Lendo o artigo, perguntei-me se tais achados não seriam só o que se poderia esperar: partindo da simplicidade repetitiva do universo oral, o único caminho evolutivo que restaria para percorrer, para a linguagem da espécie, seria o da complexidade crescente.

Mauro Copelli reagiu dizendo que há algo mais. Para um físico, conta, é inevitável pensar em uma transição de fases (por exemplo, quando a água passa do estado líquido para o gasoso ao se alterarem pressão ou temperatura): “Dois sistemas físicos diferentes podem ter transições de fase com propriedades matemáticas idênticas. Neste caso, dizemos que os dois sistemas pertencem à mesma ‘classe de universalidade’”.

“No caso dos textos históricos, a explicação detalhada das transformações em cada caso certamente passará por contexto, cultura, tecnologia e estruturas social e política, mas talvez esses ‘invariantes universais’ estejam indicando justamente algum tipo de similaridade que emerge nas dinâmicas históricas, apesar de suas diferenças.”

“Foi muito surpreendente topar com o tipo de transição abrupta que a gente encontrou em torno de 800 antes de Cristo”, ecoa Sidarta Ribeiro. “É por isso que esse artigo me enche os olhos. São achados empíricos muito relevantes.”

Natália Mota recorre à ideia de Jaynes de que nas grandes civilizações isoladas em termos culturais existia essa forma de funcionamento consciente que ela chama de mente bicameral, associada aos sintomas psicóticos, na qual o que entendemos por pensamento não ocorre ao sujeito como inspirado por si próprio, mas prenhe de orientações divinas. A psiquiatra recorre aos heróis da “Odisseia” para ilustrar a emergência da nova mentalidade.

“Aquiles é o exemplo daquele que faz tudo por comando divino, da deusa Atenas. Na Era Axial, as pessoas começam a perceber, pelo intercâmbio cultural, que deuses diferentes dão ordens muito semelhantes e todas as culturas são movimentos humanos, que o pensamento é um movimento interno e não uma manifestação divina. Isso permite a metacognição dos movimentos internos. O exemplo oposto é Ulisses, que tem essa noção de presente, passado e futuro, toma suas próprias decisões e é senhor de seu próprio destino —a consciência como a gente a conhece.”

Para além da macro-história da consciência, por assim dizer, essa análise estrutural abrangente obtida com grafos teria implicações para a pedagogia dos dias de hoje. “O estudo nos ajuda a entender um pouco mais sobre a evolução da linguagem da nossa espécie e a reforçar a importância da educação formal nos primeiros anos escolares”, comenta Sylvia Pinheiro.

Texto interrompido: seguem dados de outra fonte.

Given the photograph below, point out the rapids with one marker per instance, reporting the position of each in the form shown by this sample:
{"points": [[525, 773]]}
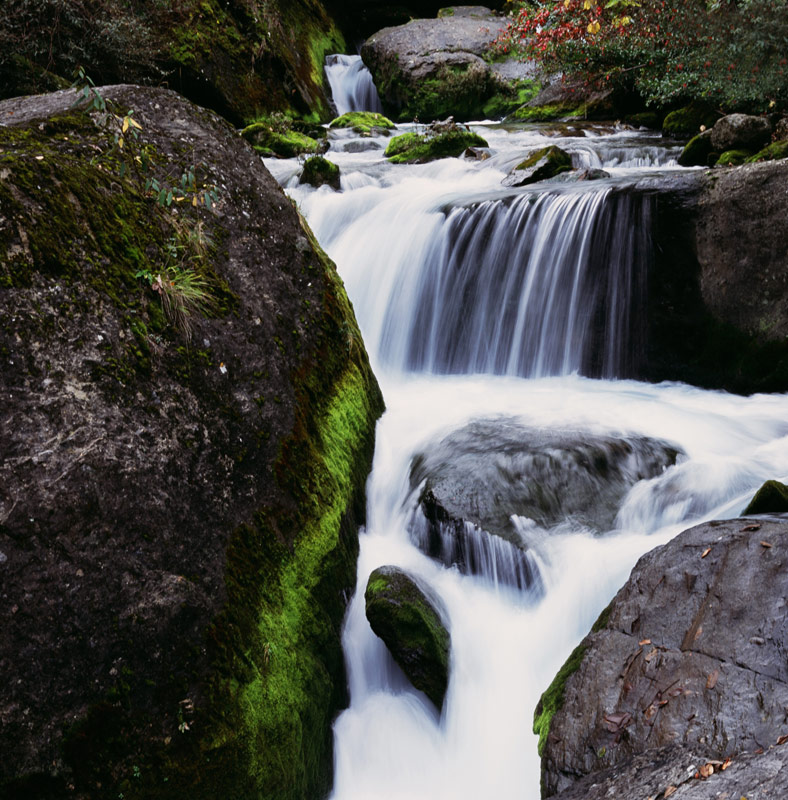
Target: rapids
{"points": [[477, 301]]}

Não só nos anos iniciais, acrescenta Sidarta Ribeiro: “A transformação discursiva realizada entre os ensinos fundamental e médio mimetiza, parcialmente, as mudanças na estrutura do discurso que ocorreram ao longo de toda a história”. Completar a educação básica, chegando ao final do secundário, equivaleria ao mínimo necessário para participar autonomamente da vida social.

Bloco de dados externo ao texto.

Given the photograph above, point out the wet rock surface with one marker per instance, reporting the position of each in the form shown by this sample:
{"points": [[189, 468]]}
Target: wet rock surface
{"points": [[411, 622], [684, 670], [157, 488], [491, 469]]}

Sem superar as barreiras naturais do giro fusiforme recrutado para a leitura e, mais, sem amadurecer o domínio da escrita para ser capaz de formular e compreender argumentações longas, a pessoa fica excluída da vida plena em sociedade.

O acesso à educação, porém, não impede que se rompa o fio de Ariadne empregado pelo pensamento para avançar mais e mais longe. Como assinala a psiquiatra Natália Mota, a psicose aparta o sujeito da vida social, mas não o torna menos humano. Precisamos ouvir os loucos, defende, assim como devemos atenção às crianças, aos povos indígenas e aos textos antigos.

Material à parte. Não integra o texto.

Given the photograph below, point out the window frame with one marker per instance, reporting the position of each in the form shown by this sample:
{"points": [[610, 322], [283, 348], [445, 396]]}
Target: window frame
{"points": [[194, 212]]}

Todos eles, gente como a gente, podem ensinar alguma coisa sobre o que se passa hoje na política e nas redes sociais, em que a desarticulação do pensamento se encontra com um substrato tecnológico bem mais poderoso que o livro para ressuscitar a repetição de curto alcance, na forma de memes, e dissolver os adesivos sociais do diálogo e da reflexão.

Não é só uma figura de linguagem, assim, dizer que o resultado da eleição americana representa um rompimento com a loucura e a infantilidade retrógradas na política em favor do fio tênue de razões e evidências encadeadas que pode nos libertar dos fantasmas do passado —mas não necessariamente.